Throughout the evening, Democratic leaders contrasted Mr Biden’s long experience with what they described as Mr Trump’s deadly mishandling of the coronavirus outbreak and his willingness to corrupt democratic institutions.
“At a time like this, the Oval Office should be a command centre,” Mr Clinton said in a prerecorded video. “Instead, it’s a storm centre. There’s only chaos. Just one thing never changes – his determination to deny responsibility and shift the blame.”
With the four-day convention largely virtual due to the coronavirus, delegates from around the country cast votes remotely to confirm Mr Biden as the nominee in a coast-to-coast roll call that drew instant raves on social media.
After hearing from his home state of Delaware, which went last, Biden appeared live alongside Jill Biden to thank the party for nominating him, more than three decades after his first unsuccessful run for the White House.
“Thank you very, very much from the bottom of my heart,” said Biden, who will deliver his acceptance speech on Thursday. “It means the world to me and my family.”
The program started by showcasing some of the party’s rising politicians, featuring 17 Democrats in a video address, including Stacey Abrams, the one-time Georgia gubernatorial nominee whom Mr Biden considered for a running mate.
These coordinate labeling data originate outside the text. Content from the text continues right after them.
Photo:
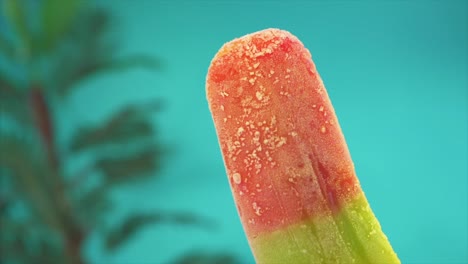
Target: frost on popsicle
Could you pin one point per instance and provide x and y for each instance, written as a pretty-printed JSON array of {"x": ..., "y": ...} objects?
[{"x": 288, "y": 165}]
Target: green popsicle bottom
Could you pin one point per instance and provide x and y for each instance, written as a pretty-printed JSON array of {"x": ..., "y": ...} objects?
[{"x": 353, "y": 236}]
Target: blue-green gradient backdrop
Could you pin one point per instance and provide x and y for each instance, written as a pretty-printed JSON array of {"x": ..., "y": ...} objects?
[{"x": 396, "y": 72}]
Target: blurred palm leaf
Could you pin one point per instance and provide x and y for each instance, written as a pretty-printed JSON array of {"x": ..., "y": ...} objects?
[
  {"x": 95, "y": 55},
  {"x": 26, "y": 242},
  {"x": 29, "y": 173},
  {"x": 130, "y": 166},
  {"x": 129, "y": 124},
  {"x": 13, "y": 102},
  {"x": 135, "y": 222},
  {"x": 15, "y": 13},
  {"x": 57, "y": 18},
  {"x": 84, "y": 68},
  {"x": 93, "y": 205}
]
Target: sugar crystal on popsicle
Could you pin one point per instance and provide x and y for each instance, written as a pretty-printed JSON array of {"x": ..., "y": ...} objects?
[{"x": 289, "y": 168}]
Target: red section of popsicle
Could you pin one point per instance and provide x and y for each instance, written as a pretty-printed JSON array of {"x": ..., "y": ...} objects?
[
  {"x": 288, "y": 164},
  {"x": 277, "y": 129}
]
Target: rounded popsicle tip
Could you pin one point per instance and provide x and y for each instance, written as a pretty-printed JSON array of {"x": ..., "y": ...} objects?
[{"x": 251, "y": 49}]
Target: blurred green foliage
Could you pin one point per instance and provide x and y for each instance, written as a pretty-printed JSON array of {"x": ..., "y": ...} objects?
[{"x": 46, "y": 48}]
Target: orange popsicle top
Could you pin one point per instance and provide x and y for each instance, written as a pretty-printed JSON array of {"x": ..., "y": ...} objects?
[{"x": 283, "y": 148}]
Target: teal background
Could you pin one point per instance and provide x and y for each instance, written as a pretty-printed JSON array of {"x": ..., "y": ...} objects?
[{"x": 396, "y": 72}]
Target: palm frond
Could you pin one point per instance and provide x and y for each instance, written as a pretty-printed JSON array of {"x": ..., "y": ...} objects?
[
  {"x": 57, "y": 17},
  {"x": 126, "y": 126},
  {"x": 93, "y": 205},
  {"x": 129, "y": 167},
  {"x": 16, "y": 15},
  {"x": 13, "y": 102},
  {"x": 29, "y": 173}
]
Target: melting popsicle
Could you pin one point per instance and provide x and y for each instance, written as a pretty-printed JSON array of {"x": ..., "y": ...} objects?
[{"x": 288, "y": 164}]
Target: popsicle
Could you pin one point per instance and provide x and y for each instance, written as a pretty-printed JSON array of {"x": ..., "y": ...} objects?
[{"x": 288, "y": 165}]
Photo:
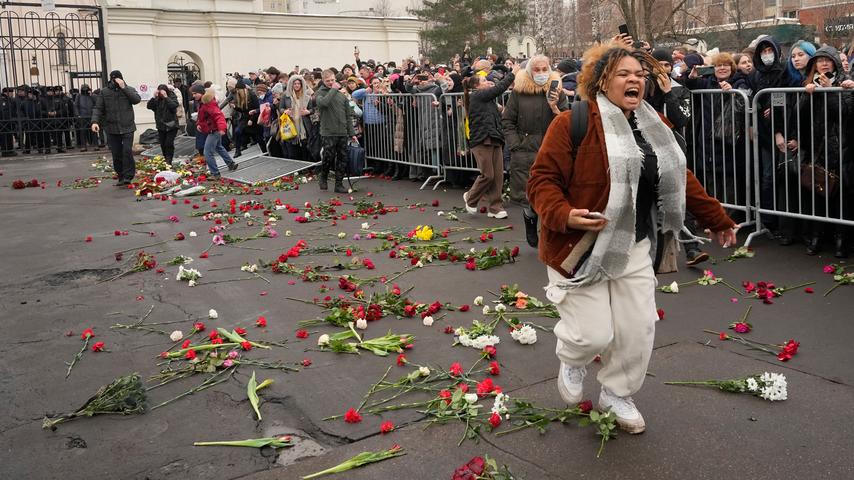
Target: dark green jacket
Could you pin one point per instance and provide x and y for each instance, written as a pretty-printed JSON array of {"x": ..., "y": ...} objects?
[{"x": 335, "y": 113}]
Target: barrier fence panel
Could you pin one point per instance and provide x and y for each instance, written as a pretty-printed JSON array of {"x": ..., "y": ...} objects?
[
  {"x": 404, "y": 129},
  {"x": 718, "y": 147},
  {"x": 803, "y": 169}
]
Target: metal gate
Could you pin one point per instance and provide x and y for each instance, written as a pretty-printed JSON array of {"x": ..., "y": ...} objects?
[{"x": 64, "y": 47}]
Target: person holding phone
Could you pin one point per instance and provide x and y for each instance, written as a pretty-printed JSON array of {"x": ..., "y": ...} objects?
[
  {"x": 630, "y": 168},
  {"x": 114, "y": 109},
  {"x": 537, "y": 98}
]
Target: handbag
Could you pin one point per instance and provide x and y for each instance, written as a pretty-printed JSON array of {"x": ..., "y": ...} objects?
[
  {"x": 287, "y": 129},
  {"x": 818, "y": 179}
]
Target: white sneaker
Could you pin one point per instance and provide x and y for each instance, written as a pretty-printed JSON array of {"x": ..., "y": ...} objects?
[
  {"x": 570, "y": 383},
  {"x": 471, "y": 210},
  {"x": 628, "y": 416}
]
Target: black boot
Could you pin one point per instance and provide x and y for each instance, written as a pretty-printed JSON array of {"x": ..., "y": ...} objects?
[
  {"x": 530, "y": 218},
  {"x": 812, "y": 245},
  {"x": 339, "y": 182},
  {"x": 841, "y": 251}
]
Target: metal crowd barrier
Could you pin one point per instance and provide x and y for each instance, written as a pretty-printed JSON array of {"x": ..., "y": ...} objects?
[
  {"x": 717, "y": 138},
  {"x": 807, "y": 180},
  {"x": 404, "y": 128}
]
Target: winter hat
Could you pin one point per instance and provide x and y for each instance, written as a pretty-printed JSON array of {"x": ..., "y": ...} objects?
[
  {"x": 663, "y": 54},
  {"x": 567, "y": 65}
]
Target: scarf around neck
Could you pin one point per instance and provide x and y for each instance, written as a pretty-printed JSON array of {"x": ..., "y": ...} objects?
[{"x": 610, "y": 254}]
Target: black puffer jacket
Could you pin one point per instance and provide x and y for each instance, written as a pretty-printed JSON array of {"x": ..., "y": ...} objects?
[
  {"x": 484, "y": 118},
  {"x": 165, "y": 111},
  {"x": 113, "y": 110}
]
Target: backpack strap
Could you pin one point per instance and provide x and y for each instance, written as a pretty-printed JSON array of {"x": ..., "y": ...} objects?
[{"x": 578, "y": 124}]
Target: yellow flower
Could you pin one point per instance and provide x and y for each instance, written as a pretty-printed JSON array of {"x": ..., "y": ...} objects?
[{"x": 424, "y": 233}]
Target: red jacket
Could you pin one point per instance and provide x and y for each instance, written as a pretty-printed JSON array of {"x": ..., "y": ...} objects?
[
  {"x": 558, "y": 184},
  {"x": 210, "y": 118}
]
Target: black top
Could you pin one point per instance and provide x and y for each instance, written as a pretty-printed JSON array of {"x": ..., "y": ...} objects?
[{"x": 647, "y": 186}]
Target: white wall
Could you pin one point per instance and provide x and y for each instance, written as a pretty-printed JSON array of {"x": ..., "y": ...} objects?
[{"x": 140, "y": 42}]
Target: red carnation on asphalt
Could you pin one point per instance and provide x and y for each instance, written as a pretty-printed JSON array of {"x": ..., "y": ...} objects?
[
  {"x": 352, "y": 416},
  {"x": 495, "y": 420}
]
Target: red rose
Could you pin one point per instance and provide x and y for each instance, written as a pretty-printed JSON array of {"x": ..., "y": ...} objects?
[
  {"x": 352, "y": 416},
  {"x": 494, "y": 369},
  {"x": 495, "y": 420}
]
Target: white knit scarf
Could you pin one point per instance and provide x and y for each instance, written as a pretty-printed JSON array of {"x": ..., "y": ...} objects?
[{"x": 610, "y": 254}]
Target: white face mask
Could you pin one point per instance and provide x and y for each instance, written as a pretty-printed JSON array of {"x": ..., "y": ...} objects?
[
  {"x": 541, "y": 78},
  {"x": 767, "y": 58}
]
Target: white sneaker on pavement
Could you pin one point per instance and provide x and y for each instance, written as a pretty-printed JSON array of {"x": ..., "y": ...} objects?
[
  {"x": 628, "y": 416},
  {"x": 471, "y": 210},
  {"x": 570, "y": 383}
]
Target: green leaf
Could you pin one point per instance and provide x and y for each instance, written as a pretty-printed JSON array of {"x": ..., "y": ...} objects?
[{"x": 252, "y": 394}]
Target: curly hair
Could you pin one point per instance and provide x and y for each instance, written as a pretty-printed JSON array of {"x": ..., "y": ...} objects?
[{"x": 600, "y": 62}]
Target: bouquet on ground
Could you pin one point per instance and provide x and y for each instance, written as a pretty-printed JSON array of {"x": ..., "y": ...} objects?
[{"x": 769, "y": 386}]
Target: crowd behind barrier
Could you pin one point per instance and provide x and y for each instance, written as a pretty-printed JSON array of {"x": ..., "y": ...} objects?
[{"x": 775, "y": 153}]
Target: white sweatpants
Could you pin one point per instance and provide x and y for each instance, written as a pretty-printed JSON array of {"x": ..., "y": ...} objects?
[{"x": 615, "y": 319}]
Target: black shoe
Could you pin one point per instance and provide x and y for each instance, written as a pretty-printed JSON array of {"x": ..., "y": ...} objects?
[
  {"x": 694, "y": 257},
  {"x": 812, "y": 246},
  {"x": 785, "y": 240},
  {"x": 531, "y": 229}
]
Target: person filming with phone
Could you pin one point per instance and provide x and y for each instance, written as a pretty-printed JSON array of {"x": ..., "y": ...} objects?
[
  {"x": 602, "y": 201},
  {"x": 537, "y": 98},
  {"x": 114, "y": 109}
]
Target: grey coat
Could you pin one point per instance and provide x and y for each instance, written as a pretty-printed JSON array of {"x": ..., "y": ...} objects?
[{"x": 114, "y": 109}]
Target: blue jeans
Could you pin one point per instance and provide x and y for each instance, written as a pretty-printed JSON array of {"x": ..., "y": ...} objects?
[{"x": 213, "y": 143}]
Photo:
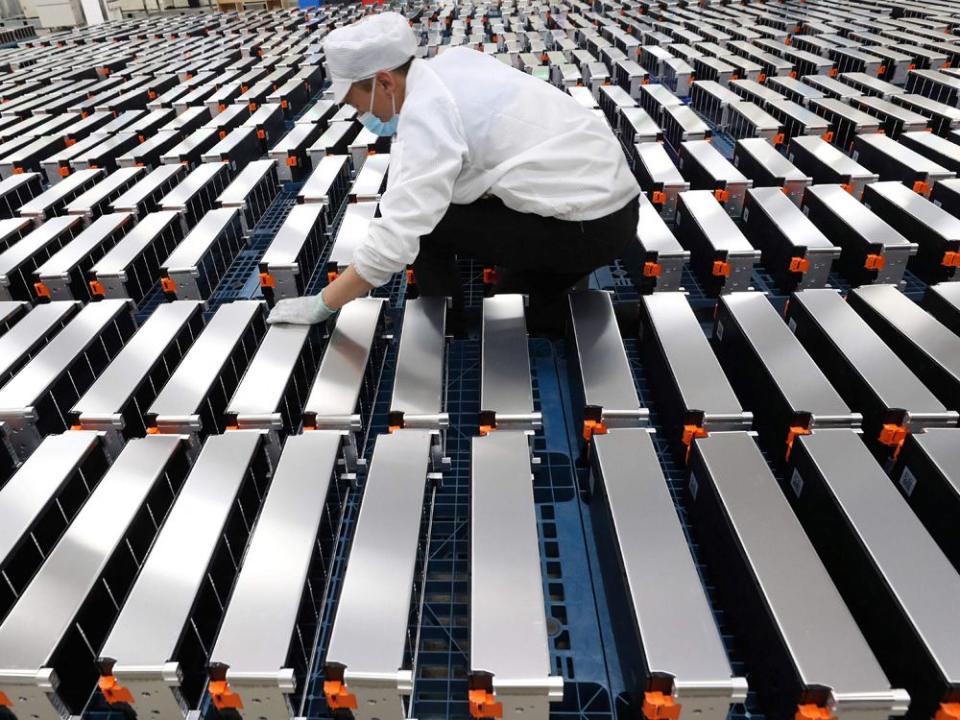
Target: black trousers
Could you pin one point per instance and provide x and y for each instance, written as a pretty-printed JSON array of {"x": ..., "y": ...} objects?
[{"x": 534, "y": 255}]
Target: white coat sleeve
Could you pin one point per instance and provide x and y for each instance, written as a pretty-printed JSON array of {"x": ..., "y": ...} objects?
[{"x": 429, "y": 154}]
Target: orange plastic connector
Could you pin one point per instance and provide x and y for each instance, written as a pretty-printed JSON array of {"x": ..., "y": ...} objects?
[
  {"x": 812, "y": 712},
  {"x": 484, "y": 704},
  {"x": 338, "y": 698},
  {"x": 593, "y": 427},
  {"x": 721, "y": 268},
  {"x": 947, "y": 711},
  {"x": 657, "y": 706},
  {"x": 113, "y": 692},
  {"x": 795, "y": 430},
  {"x": 223, "y": 697}
]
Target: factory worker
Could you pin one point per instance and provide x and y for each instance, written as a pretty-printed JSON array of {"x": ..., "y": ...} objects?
[{"x": 487, "y": 162}]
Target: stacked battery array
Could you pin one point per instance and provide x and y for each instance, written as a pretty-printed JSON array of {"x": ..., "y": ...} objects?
[{"x": 732, "y": 490}]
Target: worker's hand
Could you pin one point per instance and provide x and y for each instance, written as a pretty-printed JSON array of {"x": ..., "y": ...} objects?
[{"x": 308, "y": 310}]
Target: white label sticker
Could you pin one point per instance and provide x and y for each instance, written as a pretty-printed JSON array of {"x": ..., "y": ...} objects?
[
  {"x": 796, "y": 483},
  {"x": 908, "y": 481}
]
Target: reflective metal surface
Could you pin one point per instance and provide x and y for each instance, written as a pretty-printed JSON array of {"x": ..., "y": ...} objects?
[
  {"x": 508, "y": 628},
  {"x": 418, "y": 385},
  {"x": 695, "y": 369},
  {"x": 677, "y": 629},
  {"x": 37, "y": 481},
  {"x": 861, "y": 348},
  {"x": 370, "y": 629},
  {"x": 334, "y": 395},
  {"x": 910, "y": 564},
  {"x": 201, "y": 367},
  {"x": 147, "y": 632},
  {"x": 505, "y": 386},
  {"x": 604, "y": 369},
  {"x": 47, "y": 607},
  {"x": 823, "y": 641},
  {"x": 797, "y": 376}
]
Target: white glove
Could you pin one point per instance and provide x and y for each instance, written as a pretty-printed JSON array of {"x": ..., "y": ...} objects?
[{"x": 308, "y": 310}]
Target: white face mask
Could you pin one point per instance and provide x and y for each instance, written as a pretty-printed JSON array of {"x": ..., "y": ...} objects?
[{"x": 375, "y": 124}]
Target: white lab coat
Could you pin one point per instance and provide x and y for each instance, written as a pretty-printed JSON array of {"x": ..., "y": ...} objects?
[{"x": 471, "y": 126}]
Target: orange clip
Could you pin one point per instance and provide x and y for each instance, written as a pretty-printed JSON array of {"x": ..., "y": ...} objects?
[
  {"x": 795, "y": 430},
  {"x": 721, "y": 268},
  {"x": 223, "y": 697},
  {"x": 593, "y": 427},
  {"x": 689, "y": 433},
  {"x": 947, "y": 711},
  {"x": 484, "y": 704},
  {"x": 338, "y": 698},
  {"x": 812, "y": 712},
  {"x": 657, "y": 706},
  {"x": 894, "y": 436},
  {"x": 114, "y": 692}
]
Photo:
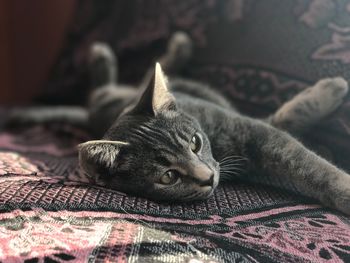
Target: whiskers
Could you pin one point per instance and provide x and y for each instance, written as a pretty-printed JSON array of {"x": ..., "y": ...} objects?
[{"x": 232, "y": 166}]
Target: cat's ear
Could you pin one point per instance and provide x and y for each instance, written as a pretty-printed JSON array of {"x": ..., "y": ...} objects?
[
  {"x": 100, "y": 153},
  {"x": 157, "y": 97}
]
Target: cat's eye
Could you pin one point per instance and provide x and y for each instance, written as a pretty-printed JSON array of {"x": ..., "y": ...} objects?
[
  {"x": 196, "y": 143},
  {"x": 169, "y": 178}
]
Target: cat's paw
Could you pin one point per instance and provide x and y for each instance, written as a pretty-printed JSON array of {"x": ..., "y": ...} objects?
[
  {"x": 329, "y": 94},
  {"x": 100, "y": 51},
  {"x": 180, "y": 45}
]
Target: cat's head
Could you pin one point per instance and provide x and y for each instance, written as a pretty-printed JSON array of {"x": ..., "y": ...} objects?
[{"x": 154, "y": 150}]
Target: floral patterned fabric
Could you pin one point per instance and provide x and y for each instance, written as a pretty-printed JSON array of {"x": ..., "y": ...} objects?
[
  {"x": 259, "y": 53},
  {"x": 46, "y": 215}
]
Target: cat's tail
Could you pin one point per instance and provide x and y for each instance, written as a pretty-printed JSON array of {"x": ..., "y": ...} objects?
[{"x": 102, "y": 65}]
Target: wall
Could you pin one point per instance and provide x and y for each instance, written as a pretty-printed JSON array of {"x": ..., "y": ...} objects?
[{"x": 31, "y": 35}]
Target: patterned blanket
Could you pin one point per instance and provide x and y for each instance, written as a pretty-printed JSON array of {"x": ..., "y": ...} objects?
[{"x": 47, "y": 217}]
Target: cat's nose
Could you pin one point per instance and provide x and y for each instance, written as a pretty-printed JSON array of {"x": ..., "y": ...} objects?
[
  {"x": 203, "y": 175},
  {"x": 209, "y": 182}
]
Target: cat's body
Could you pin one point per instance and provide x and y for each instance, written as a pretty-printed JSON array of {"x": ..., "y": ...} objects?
[{"x": 176, "y": 140}]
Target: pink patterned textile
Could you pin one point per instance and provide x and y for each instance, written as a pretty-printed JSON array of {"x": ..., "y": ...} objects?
[{"x": 47, "y": 218}]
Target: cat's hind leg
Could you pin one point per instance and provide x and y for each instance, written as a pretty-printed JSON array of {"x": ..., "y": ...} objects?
[
  {"x": 310, "y": 106},
  {"x": 176, "y": 57}
]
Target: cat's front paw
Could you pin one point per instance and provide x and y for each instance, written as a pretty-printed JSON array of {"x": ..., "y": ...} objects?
[
  {"x": 180, "y": 45},
  {"x": 330, "y": 93}
]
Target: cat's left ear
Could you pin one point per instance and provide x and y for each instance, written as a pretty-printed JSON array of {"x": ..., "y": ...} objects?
[{"x": 157, "y": 97}]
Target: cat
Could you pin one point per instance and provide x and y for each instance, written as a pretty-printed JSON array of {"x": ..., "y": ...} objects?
[{"x": 176, "y": 139}]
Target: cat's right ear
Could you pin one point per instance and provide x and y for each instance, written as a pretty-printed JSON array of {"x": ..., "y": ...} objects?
[
  {"x": 156, "y": 97},
  {"x": 99, "y": 153}
]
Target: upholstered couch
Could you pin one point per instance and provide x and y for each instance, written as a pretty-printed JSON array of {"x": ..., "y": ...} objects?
[{"x": 259, "y": 54}]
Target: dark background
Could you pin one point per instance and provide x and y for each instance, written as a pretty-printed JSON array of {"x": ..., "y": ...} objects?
[{"x": 258, "y": 53}]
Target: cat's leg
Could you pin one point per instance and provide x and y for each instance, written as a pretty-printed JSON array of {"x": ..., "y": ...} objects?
[
  {"x": 278, "y": 155},
  {"x": 310, "y": 106},
  {"x": 177, "y": 55}
]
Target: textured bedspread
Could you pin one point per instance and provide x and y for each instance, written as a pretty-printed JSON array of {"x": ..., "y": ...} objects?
[{"x": 45, "y": 218}]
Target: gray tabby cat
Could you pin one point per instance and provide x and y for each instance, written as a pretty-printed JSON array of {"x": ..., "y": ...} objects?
[{"x": 174, "y": 140}]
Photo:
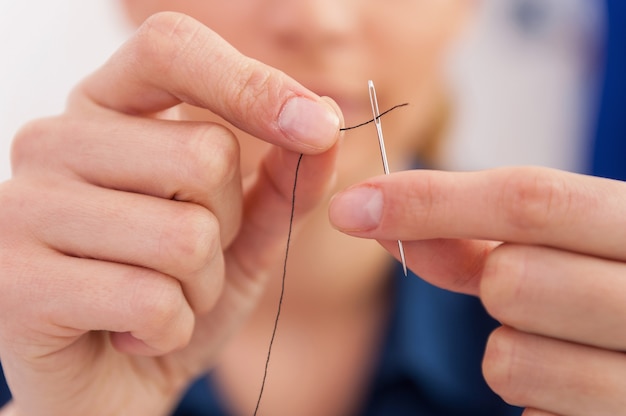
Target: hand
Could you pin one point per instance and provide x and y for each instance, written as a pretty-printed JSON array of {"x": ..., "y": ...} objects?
[
  {"x": 544, "y": 250},
  {"x": 129, "y": 249}
]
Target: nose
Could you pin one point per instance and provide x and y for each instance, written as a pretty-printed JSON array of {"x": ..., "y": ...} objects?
[{"x": 310, "y": 24}]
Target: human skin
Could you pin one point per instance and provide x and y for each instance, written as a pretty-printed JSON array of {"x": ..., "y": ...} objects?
[
  {"x": 544, "y": 251},
  {"x": 139, "y": 235}
]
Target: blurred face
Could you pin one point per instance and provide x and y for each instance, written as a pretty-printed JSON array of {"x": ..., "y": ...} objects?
[{"x": 334, "y": 46}]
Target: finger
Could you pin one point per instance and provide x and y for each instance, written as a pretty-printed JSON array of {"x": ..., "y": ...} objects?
[
  {"x": 173, "y": 58},
  {"x": 450, "y": 264},
  {"x": 196, "y": 162},
  {"x": 556, "y": 376},
  {"x": 174, "y": 238},
  {"x": 64, "y": 297},
  {"x": 523, "y": 205},
  {"x": 558, "y": 294},
  {"x": 535, "y": 412},
  {"x": 260, "y": 247}
]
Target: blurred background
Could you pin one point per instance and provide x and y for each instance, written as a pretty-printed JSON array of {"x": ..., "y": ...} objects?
[{"x": 522, "y": 79}]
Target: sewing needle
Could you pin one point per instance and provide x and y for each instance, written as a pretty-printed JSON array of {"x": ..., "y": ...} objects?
[{"x": 383, "y": 153}]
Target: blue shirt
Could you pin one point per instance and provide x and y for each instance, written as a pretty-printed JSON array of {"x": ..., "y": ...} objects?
[{"x": 430, "y": 363}]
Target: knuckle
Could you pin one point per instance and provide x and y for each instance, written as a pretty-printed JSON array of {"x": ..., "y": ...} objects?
[
  {"x": 502, "y": 286},
  {"x": 532, "y": 199},
  {"x": 27, "y": 141},
  {"x": 162, "y": 305},
  {"x": 191, "y": 241},
  {"x": 252, "y": 82},
  {"x": 500, "y": 367},
  {"x": 164, "y": 37},
  {"x": 210, "y": 164}
]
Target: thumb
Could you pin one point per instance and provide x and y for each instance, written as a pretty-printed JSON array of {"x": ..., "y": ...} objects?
[{"x": 284, "y": 181}]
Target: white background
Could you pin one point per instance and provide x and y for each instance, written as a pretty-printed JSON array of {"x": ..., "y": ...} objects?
[
  {"x": 523, "y": 98},
  {"x": 46, "y": 47}
]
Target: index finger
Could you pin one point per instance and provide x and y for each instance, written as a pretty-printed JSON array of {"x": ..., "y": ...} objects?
[
  {"x": 521, "y": 205},
  {"x": 173, "y": 58}
]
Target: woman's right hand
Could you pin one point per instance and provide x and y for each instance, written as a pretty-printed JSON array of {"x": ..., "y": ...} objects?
[{"x": 129, "y": 249}]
Joe Biden has a conference call during the virtual convention.
Democrats again featured a handful of Republicans who have crossed party lines to praise Mr Biden, 77, over Mr Trump, 74, before the November 3 election.
Cindy McCain, widow of Republican senator John McCain, spoke in a video about her husband’s long friendship with Mr Biden. Mr Trump clashed with Mr McCain, who was the Republican nominee for president in 2008, and the president criticised Mr McCain even after his 2018 death.
Republican former secretary of state Colin Powell, a retired four-star general who endorsed Mr Biden in June, was one of several national security officials who spoke on the Democrat’s behalf.
“He will trust our diplomats and our intelligence community, not the flattery of dictators and despots,” Mr Powell said.
“He will stand up to our adversaries with strength and experience.”
Without the cheering crowds at the in-person gathering originally planned for Milwaukee, Wisconsin, TV viewership on Monday was down from 2016. But an additional 10.2 million people watched on digital platforms, the Biden campaign said, for a total audience of nearly 30 million.
Aiming to draw attention away from Mr Biden, Mr Trump, trailing in opinion polls, held a campaign rally in battleground state Arizona.
He called Mr Biden’s immigration plan “radical” and “extreme”, continuing his effort to portray Mr Biden as a puppet of left-wing agitators.
Mr Biden’s vice-presidential pick, Senator Kamala Harris, will headline Wednesday night’s program along with Obama.